There're some details in the implementation that differ from the paper as well as the original R code.

To compare the graphs shown in the paper with the graphs generated by the implementations, the "training" data is chosen from the first that metrics web site provide (2011-03-06) to the approximate date when the paper was written, ie. 2018-04-01.

This data and the intermediate matrices to find the anomalies are used in the tests.

The original code generates 3 rankings and 4 graphs for countries with anomalous behaviour in the intervals:

  • last day
  • last week
  • last month
  • all the data available.

Instead this code generates a ranking and a graph in a date interval ( 1 day by default).

Graphs

The paper includes this graph:

2017-04-2018-04-top_10_countries source: 2017-04-2018-04-top_10_countries.svg

Graphs generated with the original code:

2018-03-31-01day source: 2018-03-31-01day.svg

2018-03-31-07day source: 2018-03-31-07day.svg

2018-03-31-30day source: 2018-03-31-30day.svg

2012-2018-all_countries source: 2012-2018-all_countries.svg

Generated by this code:

2018-04-01-plot source: 2018-04-01-plot.svg

Data preparation

Starting from Tor’s per-country usage data, we initially remove all
countries whose usage never rises above 100 users, to avoid the
unacceptably high variance in such data.

The code remove countries whose usage never rises 1000 users.

To remove seasonality, Python's STL and R's stl don't produce the same values, though quite approximated.

The same happens when removing countries with constant values .

Principal Components Analysis

Python's PCA and R's prcomp don't produce the same values, though quite approximated.

Reconstruction

For each 180-day period in the dataset we apply a principal
component analysis over the usage time series for all countries,
resulting in a set of components for that time window.
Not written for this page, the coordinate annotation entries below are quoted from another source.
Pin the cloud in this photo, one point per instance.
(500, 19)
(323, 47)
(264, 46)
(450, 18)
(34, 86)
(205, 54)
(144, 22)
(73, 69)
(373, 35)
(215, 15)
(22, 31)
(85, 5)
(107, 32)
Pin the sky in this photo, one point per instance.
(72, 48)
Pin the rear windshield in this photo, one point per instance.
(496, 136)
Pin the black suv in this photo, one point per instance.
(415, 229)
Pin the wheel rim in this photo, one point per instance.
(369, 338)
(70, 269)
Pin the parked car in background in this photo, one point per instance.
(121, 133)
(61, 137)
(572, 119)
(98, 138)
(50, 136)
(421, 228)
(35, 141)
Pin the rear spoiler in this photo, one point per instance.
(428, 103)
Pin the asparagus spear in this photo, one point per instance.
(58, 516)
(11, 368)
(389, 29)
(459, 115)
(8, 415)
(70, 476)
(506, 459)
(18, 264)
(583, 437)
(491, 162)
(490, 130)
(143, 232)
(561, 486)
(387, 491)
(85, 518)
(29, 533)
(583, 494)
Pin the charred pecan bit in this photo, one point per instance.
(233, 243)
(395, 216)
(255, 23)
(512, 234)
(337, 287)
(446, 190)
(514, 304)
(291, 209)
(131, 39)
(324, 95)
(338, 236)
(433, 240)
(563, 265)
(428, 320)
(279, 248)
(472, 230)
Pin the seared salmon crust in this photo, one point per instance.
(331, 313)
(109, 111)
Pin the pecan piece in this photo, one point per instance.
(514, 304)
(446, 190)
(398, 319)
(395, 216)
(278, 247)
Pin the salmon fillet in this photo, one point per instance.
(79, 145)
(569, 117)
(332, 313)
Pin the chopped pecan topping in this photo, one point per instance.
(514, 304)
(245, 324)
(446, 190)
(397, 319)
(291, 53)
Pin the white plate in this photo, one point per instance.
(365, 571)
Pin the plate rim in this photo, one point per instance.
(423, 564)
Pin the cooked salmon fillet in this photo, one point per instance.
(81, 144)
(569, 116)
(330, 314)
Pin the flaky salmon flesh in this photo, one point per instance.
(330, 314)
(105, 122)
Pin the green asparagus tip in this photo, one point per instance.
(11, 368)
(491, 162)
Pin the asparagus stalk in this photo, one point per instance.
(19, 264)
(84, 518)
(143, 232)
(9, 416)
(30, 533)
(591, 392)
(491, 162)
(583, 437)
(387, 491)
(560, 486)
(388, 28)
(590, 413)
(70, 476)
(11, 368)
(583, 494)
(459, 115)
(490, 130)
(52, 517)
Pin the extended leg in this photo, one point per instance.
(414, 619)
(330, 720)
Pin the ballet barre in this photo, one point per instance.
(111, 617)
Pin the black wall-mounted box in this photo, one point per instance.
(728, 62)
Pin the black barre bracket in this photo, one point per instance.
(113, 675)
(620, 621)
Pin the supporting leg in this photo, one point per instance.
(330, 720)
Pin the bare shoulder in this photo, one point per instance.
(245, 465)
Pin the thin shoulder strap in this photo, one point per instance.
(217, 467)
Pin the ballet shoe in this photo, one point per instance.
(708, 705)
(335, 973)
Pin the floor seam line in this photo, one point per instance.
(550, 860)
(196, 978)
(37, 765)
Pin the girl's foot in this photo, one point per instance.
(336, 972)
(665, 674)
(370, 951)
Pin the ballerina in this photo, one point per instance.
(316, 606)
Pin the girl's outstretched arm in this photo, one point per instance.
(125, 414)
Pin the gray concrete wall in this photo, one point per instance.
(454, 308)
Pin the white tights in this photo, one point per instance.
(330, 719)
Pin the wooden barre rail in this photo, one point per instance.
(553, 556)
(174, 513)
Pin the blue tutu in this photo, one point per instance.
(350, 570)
Taking
the true observed usage for each country for the final day of each
window, we calculate the approximated value from the first 12
principal components

The code takes the first day for the first 180 days window and the last day for the rest windows (?).

Based on this heuristic,
our experimental results suggest twelve principal components as
broadly optimal across the dataset.

To reconstruct the original data matrix, all the principal compomponents are used (instead of just 12).

There is no need to take the different outputs from Python's PCA to reconstruct the matrix, since it provides an inverse function that already does that.